Spherical Trigonometry.

SECTION II.

ON THE SOLUTION OF RIGHT-ANGLED AND QUADRANTAL

SPHERICAL TRIANGLES.

DEFINITION.

(252.) The three sides, and the three angles, are called the Parts of a Spherical Triangle.

(253.) Der. Any three of the six parts of a proposed spherical triangle being given, the finding of the remaining three, or of their trigonometrical functions, is called the Solution of that triangle: and when, by the help of Spherical Trigonometry, the three parts, or their functions, which were, at the first, unknown, have been found, the triangle is said to be solved.

(254.) Cor. 1. A spherical triangle, having all its angles right angles, and consequently, (Art. 122.) all its

sides quadrants, is solved without the help of trigonometry:

(255.) Cor. 2. If two of the angles of a spherical triangle be right angles, or two of its sides quadrants, then, of the remaining side and angle, if the one be given, the other (Art. 121. and 54.) is known; and the triangle is, in that case, also, solved, without the help of trigonometry.

PROP. I.

(256.) Problem.

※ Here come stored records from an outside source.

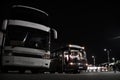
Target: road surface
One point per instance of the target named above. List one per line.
(62, 76)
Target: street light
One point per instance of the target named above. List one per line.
(93, 60)
(108, 55)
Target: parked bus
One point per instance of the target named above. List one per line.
(71, 58)
(25, 40)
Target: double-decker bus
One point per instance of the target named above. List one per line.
(70, 58)
(25, 40)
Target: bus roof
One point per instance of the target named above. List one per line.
(32, 8)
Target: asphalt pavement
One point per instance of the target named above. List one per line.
(61, 76)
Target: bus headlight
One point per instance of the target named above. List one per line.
(8, 53)
(71, 63)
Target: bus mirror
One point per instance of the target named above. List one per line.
(4, 25)
(55, 33)
(1, 38)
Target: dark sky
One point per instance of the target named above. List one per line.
(93, 24)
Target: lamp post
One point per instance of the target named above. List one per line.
(93, 60)
(108, 55)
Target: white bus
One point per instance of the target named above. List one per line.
(25, 40)
(69, 58)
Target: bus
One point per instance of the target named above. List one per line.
(25, 40)
(70, 58)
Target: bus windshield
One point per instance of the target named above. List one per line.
(27, 37)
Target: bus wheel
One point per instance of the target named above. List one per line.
(21, 71)
(4, 70)
(34, 71)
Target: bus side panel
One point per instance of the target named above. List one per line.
(25, 61)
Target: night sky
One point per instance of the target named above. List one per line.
(95, 25)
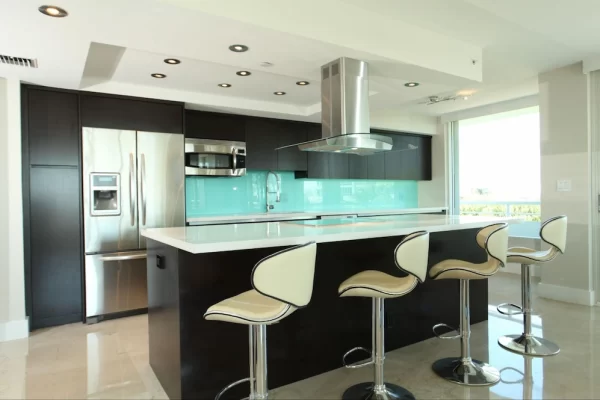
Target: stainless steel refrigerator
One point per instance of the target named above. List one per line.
(131, 181)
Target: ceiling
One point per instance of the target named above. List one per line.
(492, 49)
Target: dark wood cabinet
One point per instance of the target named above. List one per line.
(376, 166)
(55, 239)
(358, 166)
(111, 112)
(412, 161)
(261, 142)
(292, 159)
(53, 122)
(206, 125)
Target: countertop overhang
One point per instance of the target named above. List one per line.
(217, 238)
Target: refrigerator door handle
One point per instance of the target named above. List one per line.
(123, 258)
(143, 184)
(132, 190)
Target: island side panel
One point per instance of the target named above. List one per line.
(312, 340)
(163, 316)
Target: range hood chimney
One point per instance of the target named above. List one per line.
(345, 111)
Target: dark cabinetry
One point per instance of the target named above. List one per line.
(56, 269)
(205, 125)
(53, 128)
(263, 136)
(100, 111)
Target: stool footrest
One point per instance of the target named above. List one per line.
(231, 385)
(509, 306)
(358, 364)
(443, 335)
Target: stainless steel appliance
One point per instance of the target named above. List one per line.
(131, 181)
(215, 157)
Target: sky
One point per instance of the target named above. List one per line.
(500, 153)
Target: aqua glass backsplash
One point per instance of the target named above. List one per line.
(246, 194)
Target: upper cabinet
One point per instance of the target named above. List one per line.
(126, 113)
(205, 125)
(53, 127)
(263, 136)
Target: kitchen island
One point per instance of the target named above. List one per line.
(192, 268)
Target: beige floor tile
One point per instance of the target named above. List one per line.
(109, 360)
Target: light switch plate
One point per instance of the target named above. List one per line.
(563, 185)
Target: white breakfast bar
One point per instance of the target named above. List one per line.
(193, 267)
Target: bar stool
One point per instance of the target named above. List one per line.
(553, 232)
(411, 257)
(283, 283)
(465, 370)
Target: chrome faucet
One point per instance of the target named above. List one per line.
(277, 192)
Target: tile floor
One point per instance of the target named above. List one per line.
(110, 360)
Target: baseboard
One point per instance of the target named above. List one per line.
(12, 330)
(567, 294)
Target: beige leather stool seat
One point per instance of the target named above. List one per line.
(464, 370)
(458, 269)
(282, 283)
(249, 308)
(376, 284)
(554, 233)
(411, 257)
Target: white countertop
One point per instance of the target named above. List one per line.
(215, 238)
(289, 216)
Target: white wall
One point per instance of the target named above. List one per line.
(13, 322)
(565, 156)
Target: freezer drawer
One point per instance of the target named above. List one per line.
(115, 282)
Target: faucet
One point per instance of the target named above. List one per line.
(277, 192)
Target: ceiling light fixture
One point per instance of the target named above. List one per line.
(238, 48)
(53, 11)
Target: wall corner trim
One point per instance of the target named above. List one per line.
(567, 294)
(13, 330)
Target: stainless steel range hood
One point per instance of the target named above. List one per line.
(345, 111)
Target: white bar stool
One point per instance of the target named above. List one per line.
(553, 232)
(464, 370)
(411, 257)
(283, 283)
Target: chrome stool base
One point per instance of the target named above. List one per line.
(366, 391)
(528, 345)
(471, 373)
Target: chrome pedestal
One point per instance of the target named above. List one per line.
(527, 344)
(464, 370)
(257, 335)
(378, 389)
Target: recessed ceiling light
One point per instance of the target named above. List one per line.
(53, 11)
(238, 48)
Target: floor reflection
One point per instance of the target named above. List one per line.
(110, 360)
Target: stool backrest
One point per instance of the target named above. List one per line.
(412, 255)
(287, 275)
(554, 232)
(494, 239)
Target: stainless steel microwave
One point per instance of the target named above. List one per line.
(206, 157)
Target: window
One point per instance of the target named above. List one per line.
(499, 165)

Two parts, besides the right angle, being given, of a spherical triangle, which has only one of its angles a right angle, to solve the triangle.

Let A denote the right angle, and S the hypotenuse; A', A" the two oblique angles ; and S', S" the two sides respectively opposite to them.

CASE 1. Let the hypotenuse, S, and either of the other sides, S'or S", be given.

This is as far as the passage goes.